I am now learning how that it’s important to keep a structure in my days, to sprinkle rewards (breaks) throughout the day when I’m doing non preferred tasks, and to recognize that my feelings of rejection are part of rejection sensitivity.

As I understand more about ADHD, I realize that I sometimes cope with it better than other times. Mindfulness helps when my thoughts are racing.

I continue to see a therapist to help me with areas where I feel stuck. Breaking my big work items into smaller steps.

Old_Owl profile image
Old_Owl in reply to KarlaJo

Thank you for sharing. Seems like a number of us hit some kind of wall around 50.

in reply to KarlaJo

KarlaJo thank you for sharing your story. I can’t believe that there are people out there going through this. I’ve been told so many hurtful, demoralizing and degrading things. I.e something is mentally wrong with you, how could someone be and not think or learn, you have issues, you’re not normal, I’ve never seen this in anyone I know, you’re an idiot, selfish idiot, you don’t learn anything , you refuse to learn, and the list goes on. I’ve heard this from people I have hurt deeply , that I have let down and made promises to that I didn’t keep but they gave and still give me chances. Sometimes I just ….I don’t even know…the thoughts in my head they get ugly and dark. I find it hard to love myself when I can’t even get out of bed in time to be ready for my kid. What kind of human does that? Is my husband and child not that important to me? Sometimes I like I have no feelings I feel numb .

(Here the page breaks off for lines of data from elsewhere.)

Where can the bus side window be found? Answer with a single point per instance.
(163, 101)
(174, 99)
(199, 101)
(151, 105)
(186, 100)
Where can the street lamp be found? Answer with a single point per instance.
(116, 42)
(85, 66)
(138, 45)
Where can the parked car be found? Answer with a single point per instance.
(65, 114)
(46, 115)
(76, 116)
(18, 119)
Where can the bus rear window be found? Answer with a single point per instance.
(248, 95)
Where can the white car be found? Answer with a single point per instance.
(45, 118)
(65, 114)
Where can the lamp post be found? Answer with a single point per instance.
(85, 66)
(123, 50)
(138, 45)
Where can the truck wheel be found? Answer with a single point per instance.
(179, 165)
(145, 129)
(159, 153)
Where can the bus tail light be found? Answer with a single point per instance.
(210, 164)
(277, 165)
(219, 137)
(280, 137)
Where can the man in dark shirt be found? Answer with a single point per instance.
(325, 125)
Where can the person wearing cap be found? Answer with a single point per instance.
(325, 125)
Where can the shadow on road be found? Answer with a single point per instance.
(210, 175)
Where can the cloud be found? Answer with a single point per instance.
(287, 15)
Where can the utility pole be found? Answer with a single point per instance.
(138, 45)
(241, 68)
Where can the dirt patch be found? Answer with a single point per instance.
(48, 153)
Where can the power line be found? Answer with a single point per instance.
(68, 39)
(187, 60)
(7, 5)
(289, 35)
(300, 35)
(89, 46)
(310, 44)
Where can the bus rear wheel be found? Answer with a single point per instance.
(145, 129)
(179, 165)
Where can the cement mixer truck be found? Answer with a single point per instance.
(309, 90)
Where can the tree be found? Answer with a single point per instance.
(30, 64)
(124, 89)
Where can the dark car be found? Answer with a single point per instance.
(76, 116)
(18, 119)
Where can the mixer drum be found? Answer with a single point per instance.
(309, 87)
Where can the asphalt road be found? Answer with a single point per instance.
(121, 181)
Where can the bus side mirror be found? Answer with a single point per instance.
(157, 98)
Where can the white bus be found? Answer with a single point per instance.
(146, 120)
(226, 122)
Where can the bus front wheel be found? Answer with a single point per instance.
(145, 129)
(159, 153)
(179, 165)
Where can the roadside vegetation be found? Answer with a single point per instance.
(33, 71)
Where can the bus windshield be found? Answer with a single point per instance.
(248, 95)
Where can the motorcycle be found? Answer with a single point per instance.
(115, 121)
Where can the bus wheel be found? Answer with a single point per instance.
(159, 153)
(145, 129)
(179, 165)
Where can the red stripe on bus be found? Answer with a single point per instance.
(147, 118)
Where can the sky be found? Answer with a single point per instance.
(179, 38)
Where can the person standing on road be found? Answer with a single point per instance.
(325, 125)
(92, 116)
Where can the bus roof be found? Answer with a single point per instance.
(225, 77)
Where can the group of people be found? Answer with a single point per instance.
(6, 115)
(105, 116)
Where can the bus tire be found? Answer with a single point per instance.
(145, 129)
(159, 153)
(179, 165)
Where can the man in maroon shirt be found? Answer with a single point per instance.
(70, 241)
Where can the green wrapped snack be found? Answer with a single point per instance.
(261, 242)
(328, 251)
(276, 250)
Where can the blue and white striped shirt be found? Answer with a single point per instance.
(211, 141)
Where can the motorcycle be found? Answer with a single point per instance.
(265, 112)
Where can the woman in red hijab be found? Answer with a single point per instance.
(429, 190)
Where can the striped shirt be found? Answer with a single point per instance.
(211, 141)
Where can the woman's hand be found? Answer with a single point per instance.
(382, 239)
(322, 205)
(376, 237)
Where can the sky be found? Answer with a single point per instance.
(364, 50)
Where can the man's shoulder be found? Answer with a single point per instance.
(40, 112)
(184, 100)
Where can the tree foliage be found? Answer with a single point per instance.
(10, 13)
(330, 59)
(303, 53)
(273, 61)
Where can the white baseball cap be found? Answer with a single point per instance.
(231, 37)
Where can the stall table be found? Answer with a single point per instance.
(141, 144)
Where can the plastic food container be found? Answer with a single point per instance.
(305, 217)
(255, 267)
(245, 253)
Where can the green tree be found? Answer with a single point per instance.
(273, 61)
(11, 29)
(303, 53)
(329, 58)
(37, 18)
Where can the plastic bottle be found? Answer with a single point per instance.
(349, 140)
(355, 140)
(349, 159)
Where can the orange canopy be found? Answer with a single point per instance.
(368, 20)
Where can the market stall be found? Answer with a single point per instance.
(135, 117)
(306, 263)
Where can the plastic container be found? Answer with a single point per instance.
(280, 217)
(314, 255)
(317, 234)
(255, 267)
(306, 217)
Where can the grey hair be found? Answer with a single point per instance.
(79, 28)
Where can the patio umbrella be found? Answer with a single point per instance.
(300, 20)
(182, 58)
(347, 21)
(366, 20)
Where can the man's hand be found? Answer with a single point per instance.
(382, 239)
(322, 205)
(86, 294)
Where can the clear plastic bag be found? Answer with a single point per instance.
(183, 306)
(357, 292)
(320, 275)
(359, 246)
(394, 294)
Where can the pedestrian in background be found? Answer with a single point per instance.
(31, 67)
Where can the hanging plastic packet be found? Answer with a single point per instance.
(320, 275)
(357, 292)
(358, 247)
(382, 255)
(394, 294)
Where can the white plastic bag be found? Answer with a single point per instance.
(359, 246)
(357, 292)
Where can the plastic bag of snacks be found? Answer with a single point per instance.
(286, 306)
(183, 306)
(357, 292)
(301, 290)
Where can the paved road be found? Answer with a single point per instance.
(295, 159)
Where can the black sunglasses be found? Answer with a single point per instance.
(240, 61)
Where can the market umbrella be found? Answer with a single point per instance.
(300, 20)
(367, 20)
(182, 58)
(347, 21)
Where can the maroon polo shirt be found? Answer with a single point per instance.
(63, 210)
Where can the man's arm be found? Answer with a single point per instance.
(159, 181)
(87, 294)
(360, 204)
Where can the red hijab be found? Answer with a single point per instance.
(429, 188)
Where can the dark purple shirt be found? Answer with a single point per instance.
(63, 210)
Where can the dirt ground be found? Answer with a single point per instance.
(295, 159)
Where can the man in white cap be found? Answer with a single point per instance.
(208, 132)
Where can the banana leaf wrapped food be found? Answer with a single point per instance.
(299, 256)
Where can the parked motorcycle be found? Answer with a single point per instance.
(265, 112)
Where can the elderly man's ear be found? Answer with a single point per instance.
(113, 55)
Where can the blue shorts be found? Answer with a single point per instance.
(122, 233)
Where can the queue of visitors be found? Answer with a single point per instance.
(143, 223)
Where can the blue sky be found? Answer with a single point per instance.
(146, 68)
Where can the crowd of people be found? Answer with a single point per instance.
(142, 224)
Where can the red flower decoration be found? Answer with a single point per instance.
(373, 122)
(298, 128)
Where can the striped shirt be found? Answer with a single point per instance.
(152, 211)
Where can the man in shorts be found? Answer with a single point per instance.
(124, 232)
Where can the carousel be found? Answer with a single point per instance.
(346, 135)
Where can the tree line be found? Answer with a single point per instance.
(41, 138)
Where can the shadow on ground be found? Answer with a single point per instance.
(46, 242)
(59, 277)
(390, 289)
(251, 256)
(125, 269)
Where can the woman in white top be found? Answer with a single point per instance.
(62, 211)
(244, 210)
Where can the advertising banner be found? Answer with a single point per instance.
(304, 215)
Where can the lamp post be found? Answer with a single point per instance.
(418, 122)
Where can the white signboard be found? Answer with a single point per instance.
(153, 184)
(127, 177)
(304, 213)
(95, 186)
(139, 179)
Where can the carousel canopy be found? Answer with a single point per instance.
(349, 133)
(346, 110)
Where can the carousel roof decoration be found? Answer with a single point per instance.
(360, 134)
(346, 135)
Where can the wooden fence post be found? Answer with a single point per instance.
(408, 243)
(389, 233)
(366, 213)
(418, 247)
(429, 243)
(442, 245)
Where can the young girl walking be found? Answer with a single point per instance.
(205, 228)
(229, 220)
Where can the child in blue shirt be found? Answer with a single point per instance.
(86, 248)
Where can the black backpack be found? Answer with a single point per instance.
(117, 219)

Old_Owl how did you figure out where to start from? How to create a baseline.

Old_Owl profile image
Old_Owl in reply to

It's been a process that's taken a few years, prior to my ADHD diagnosis. I started with Cognitive Behavior Therapy. I've suffered from depression for a long time and a few years ago it got really bad- really dark times. It wasn't fast- it took a while with progress and set backs. As I progressed in therapy, I realized it was important for me to understand my feelings and emotions to work through my issues so I began including Mindfulness.

After all of this work, and it was work on my side, I was out of the darkness and stable but still felt stuck- I had no motivation and it was still having problems focusing and getting stuff done at work. (And my relationship with my wife still wasn't where it needed to be.)

At one point, I mentioned to my therapist I had been diagnosed with Hyperactivity when I was 5 and placed on Ritalin for a short time. My mom took me off as I was falling asleep. He recommended I be evaluated for ADHD. I thought "sure why not." I didn't know much about ADHD even though I knew I had been diagnosed at 5. Didn't know anything other than the hyper part. After being diagnosed, I dove into the research (really started going deep into the research, and started with medication (I am a lucky one who saw immediate results without big side effects).

My research also pointed out that I part of my problem was trying to get things done by "just trying harder" (goes back to me always thinking I was lazy and didn't try enough). It wasn't trying harder, but learning how to do things differently- in a way were I wasn't fighting my brain. This brought my ADHD coach into play- I am lucky I'm in a position to hire a coach they are not cheap.

I don't have a baseline other than asking myself "is this helping?" and "am I feeling better, are things seeming easier?" and "am I able to get the things I need to get done, done." And then I go from there. As an example I got to the point were I didn't know if therapy was working - I didn't feel like I was progressing. This lead me to explore things such as radical self-acceptance (I was coming from a place of self loathing) and it also lead to my ADHD diagnosis. Again, I have decided to make my mental health a priority to me, so I try to take time every now and then to self reflect on what's working and what isn't- so what I am doing to manage my ADHD today, might not be what I am doing tomorrow.

Sorry if this is long winded (going on and on is definitely part of my ADHD 😀) Thank you for asking and I hope this answers your question.

I wish you well figuring out your own journey, the key is to keep trying even when you don't think it's making a difference- change happens over time, not all at once.